"An unconventional gathering helped spur ideas to speed the pace and scale of river restoration projects across the West."
"Brian and Pat Robertson first noticed something wrong nearly 30 years ago. A stream called Little Bear Creek ran through their property in northern Idaho, but the waterway had long ago been altered during a logging operation and essentially functioned as a ditch, carrying water swiftly away from the valley. Trees were dying; the water table was dropping; neighbors were digging dry wells. After consulting with Natural Resources Conservation Service and touring several Forest Service restoration projects in Oregon, the Robertsons decided to take the creek back to Stage Zero.

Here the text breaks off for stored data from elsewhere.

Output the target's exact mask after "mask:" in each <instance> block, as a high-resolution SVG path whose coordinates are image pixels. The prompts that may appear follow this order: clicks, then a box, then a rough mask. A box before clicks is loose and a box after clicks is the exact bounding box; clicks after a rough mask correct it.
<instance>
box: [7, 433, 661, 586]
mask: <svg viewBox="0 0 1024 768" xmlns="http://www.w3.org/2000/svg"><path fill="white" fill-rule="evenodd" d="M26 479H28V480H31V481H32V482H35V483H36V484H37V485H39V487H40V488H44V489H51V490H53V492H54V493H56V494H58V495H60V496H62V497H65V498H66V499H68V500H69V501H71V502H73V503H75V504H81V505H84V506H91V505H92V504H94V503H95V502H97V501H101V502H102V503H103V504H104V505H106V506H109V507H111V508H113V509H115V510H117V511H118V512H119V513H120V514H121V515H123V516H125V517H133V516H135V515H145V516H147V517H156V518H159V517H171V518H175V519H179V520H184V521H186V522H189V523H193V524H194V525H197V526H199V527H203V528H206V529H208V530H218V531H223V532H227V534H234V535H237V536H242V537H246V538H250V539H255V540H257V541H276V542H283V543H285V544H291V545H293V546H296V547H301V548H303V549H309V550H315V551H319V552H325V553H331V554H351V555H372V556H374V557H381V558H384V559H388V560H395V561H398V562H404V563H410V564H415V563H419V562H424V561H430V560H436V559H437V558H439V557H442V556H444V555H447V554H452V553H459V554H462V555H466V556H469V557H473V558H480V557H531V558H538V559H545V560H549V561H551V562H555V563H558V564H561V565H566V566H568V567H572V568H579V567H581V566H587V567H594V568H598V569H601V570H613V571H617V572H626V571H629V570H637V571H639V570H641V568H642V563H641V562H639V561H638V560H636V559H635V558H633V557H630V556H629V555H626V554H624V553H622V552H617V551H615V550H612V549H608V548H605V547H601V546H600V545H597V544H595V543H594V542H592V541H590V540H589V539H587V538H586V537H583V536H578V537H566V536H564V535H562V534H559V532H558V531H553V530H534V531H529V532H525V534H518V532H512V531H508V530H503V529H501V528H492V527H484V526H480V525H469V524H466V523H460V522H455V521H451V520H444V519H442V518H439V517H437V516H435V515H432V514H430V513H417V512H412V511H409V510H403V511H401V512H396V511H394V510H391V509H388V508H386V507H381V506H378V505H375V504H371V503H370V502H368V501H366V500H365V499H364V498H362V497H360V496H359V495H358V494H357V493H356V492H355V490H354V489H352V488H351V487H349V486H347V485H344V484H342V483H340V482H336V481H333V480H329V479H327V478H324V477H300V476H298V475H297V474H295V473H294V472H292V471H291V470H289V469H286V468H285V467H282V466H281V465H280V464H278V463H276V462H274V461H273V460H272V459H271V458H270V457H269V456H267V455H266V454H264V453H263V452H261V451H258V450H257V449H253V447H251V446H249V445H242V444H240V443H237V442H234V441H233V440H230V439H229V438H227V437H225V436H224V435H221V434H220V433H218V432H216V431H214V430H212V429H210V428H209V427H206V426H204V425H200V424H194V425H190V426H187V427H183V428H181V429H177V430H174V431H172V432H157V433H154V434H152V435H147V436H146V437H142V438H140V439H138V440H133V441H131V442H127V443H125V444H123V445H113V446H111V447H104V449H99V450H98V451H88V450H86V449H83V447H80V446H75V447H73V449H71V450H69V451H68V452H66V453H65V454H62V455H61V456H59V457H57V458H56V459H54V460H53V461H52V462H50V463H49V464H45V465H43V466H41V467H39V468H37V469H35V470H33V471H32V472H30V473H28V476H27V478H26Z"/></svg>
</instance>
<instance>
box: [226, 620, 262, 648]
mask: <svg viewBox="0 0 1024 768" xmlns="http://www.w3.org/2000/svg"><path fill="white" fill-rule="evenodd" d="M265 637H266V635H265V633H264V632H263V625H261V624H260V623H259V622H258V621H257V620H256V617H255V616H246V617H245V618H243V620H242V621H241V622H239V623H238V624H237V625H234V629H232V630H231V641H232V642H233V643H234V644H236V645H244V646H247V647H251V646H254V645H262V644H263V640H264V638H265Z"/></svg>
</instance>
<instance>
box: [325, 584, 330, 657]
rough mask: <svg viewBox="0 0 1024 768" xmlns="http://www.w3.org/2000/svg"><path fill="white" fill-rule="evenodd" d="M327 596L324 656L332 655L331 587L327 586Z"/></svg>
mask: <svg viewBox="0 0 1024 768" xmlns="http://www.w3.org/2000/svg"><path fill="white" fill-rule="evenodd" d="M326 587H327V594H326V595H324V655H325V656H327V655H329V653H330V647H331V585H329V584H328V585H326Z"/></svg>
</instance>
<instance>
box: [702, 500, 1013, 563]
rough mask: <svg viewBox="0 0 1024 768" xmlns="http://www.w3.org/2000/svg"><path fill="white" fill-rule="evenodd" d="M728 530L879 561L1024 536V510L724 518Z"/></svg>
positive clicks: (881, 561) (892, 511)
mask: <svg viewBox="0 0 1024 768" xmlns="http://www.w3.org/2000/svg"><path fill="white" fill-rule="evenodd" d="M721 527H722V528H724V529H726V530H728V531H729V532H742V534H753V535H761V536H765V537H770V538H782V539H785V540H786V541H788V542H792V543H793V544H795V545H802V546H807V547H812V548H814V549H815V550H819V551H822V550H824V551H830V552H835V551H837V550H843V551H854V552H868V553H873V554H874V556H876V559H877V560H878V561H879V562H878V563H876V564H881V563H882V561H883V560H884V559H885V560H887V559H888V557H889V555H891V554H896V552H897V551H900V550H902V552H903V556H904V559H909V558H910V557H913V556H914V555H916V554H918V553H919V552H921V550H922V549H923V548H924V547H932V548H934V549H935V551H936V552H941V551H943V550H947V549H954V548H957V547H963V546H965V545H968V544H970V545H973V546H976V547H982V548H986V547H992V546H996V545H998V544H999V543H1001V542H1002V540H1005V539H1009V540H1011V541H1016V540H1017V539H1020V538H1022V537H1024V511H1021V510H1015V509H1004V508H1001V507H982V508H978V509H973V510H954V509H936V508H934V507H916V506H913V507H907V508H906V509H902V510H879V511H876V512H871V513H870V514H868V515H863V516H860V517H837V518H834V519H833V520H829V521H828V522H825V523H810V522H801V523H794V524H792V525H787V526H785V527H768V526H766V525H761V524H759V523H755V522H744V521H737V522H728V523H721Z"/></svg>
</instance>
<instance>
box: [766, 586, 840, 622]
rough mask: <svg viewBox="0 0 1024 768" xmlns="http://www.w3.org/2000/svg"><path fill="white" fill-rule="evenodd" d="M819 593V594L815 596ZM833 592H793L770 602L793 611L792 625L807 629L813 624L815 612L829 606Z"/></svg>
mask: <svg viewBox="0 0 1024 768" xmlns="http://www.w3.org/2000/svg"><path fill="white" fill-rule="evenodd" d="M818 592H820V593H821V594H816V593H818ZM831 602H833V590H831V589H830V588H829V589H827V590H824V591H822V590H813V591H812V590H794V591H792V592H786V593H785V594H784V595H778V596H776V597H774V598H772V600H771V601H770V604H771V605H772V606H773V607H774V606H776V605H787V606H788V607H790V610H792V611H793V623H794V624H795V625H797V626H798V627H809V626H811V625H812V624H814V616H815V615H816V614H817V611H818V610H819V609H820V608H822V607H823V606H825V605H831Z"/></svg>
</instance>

Stage Zero is like hitting the reset button to a time before the stream had formed a channel. With help from 10 agencies, the Robertsons filled in their stretch of Little Bear Creek until it was flush with the surrounding landscape. They scattered large logs about to help slow the flow of water. Then the stream could decide where it wanted to go: spreading out in fingers across a valley; pooling in wetlands; creating little micro-habitats — places where water-loving plants could grow, insects could hatch and young salmon could thrive.
Since the restoration at Little Bear Creek began more than five years ago, the water table has risen several feet. The meadow is transforming into a wetland. In time, the Robertson say, willows may return, then beavers."